EABT: Among the courses, which one would you consider the most sought after and why?

JH: Most people are looking for self-management as well as courses that help them manage other people. Managers want to be able to motivate their staff.


EABT: How are AMI’s programmes different from others offered by universities across the continent?

JH: Our main focus is education that is practical oriented. A manager learns 10 per cent of skills through academics, 20 per cent through peer-learning or peer-support and 70 per cent through everyday managing. For the course, you have to work with an accountability partner; ideally someone from your own company. In the future, we plan to add automated matchmaking. There will be lots of different add-ons and personalised teaching, including eCoaching, personal developing plans, 360 feedback systems and just-in-time tools and resources.
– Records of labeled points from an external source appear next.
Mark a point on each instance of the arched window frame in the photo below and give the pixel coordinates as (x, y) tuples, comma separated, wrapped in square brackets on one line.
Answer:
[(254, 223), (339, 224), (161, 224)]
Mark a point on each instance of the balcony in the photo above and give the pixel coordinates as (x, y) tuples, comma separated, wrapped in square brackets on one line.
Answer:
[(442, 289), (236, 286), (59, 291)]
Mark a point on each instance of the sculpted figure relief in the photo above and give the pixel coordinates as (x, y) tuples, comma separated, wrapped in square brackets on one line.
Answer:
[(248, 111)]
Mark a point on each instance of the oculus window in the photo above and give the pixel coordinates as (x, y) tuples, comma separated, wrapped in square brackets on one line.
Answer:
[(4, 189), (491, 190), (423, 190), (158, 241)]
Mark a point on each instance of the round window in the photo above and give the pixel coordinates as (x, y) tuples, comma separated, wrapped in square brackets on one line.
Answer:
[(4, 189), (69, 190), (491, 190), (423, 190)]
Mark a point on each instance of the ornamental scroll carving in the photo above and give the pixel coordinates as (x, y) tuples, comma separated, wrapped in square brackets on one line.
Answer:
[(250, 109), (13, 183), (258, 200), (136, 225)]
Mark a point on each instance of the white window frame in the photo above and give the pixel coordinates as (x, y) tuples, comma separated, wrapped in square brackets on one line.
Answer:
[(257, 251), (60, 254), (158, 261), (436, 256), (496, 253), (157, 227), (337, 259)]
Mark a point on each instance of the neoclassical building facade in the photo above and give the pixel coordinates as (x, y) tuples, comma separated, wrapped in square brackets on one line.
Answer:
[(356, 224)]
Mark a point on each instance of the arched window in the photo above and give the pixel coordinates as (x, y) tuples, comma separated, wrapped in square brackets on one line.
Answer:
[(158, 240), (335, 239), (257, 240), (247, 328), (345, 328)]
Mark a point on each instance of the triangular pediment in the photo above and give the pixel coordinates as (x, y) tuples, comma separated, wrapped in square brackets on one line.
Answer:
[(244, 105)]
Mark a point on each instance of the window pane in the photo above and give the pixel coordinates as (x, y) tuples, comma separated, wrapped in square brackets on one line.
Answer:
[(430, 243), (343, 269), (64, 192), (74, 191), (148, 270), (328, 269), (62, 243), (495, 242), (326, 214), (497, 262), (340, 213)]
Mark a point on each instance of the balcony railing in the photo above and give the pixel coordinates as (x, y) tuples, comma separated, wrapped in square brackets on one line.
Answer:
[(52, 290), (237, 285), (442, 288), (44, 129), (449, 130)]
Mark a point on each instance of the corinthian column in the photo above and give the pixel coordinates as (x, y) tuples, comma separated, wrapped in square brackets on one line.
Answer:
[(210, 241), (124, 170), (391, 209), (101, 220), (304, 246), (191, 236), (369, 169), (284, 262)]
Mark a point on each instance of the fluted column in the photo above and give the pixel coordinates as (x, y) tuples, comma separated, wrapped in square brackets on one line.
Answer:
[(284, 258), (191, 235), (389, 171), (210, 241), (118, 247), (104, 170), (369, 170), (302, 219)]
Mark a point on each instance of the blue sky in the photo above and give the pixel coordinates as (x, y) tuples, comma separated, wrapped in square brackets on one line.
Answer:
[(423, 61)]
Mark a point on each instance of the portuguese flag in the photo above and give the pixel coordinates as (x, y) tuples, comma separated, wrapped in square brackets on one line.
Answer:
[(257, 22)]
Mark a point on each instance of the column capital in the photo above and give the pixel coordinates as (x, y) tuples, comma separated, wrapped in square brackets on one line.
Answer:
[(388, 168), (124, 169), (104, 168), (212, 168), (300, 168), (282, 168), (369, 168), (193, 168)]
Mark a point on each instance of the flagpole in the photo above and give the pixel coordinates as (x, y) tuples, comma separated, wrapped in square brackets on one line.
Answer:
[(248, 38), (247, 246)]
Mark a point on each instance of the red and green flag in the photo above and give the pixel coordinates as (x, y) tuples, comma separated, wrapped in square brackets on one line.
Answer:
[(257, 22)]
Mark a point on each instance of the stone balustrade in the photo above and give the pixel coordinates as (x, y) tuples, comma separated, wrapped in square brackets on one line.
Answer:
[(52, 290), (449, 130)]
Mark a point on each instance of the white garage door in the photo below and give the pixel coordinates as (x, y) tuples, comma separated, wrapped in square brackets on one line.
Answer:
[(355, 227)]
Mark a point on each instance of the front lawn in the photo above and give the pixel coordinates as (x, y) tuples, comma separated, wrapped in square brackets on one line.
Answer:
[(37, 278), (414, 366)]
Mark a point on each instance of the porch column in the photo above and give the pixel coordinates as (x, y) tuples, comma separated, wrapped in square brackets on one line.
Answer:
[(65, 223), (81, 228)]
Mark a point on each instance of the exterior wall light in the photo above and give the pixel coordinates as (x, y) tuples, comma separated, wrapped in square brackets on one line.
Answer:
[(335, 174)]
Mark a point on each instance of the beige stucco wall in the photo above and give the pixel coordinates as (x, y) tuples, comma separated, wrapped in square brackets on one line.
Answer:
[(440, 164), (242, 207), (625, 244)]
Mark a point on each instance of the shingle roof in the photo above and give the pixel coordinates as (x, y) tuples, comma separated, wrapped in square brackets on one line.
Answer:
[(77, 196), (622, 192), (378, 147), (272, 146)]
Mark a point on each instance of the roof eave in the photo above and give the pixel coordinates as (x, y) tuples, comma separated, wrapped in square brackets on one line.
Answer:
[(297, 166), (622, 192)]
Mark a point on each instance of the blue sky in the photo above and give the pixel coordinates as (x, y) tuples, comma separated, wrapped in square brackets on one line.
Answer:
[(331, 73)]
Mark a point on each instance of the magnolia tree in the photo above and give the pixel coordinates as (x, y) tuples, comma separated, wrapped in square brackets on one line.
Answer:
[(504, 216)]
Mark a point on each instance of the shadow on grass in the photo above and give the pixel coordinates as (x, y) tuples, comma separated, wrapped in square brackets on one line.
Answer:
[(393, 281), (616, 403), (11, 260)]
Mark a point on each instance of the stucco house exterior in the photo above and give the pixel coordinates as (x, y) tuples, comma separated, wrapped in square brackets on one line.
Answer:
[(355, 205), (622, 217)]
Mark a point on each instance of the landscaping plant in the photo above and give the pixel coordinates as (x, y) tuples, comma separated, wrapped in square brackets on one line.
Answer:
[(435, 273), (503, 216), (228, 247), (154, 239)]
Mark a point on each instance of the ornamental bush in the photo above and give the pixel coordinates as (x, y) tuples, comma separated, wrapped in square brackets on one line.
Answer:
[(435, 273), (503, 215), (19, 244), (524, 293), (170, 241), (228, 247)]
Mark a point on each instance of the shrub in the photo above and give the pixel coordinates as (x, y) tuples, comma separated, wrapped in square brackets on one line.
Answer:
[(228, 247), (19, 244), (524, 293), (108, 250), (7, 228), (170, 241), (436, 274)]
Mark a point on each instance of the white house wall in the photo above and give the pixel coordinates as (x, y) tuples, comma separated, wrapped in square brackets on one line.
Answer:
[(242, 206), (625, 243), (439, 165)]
We have a range of local partners. We partner with Africa’s leading business schools to get the best content and the best teachers in Africa. Our business school partners are the Gordon Institute of Business Science in South Africa, Lagos Business School in Nigeria and Strathmore Business School in Kenya. We also work with local partners to deliver our offline Learning Lab workshops and to build a broad footprint at a grassroots level across the continent.

EABT: What is your organisation’s business model?
JH: We were previously a non-profit organisation. We are restructuring as a for-profit social venture to ensure sustainability. We hope to break even in the next three years. Our business model relies on income from paid certificates and paid premium memberships and facilitated workshops. We also want to propose offline learning apps. And we are looking for companies that want to sponsor courses.

EABT: What are some of the main challenges that AMI faces?

JH: Among the challenges is that this is a new concept. People are still cautious about it.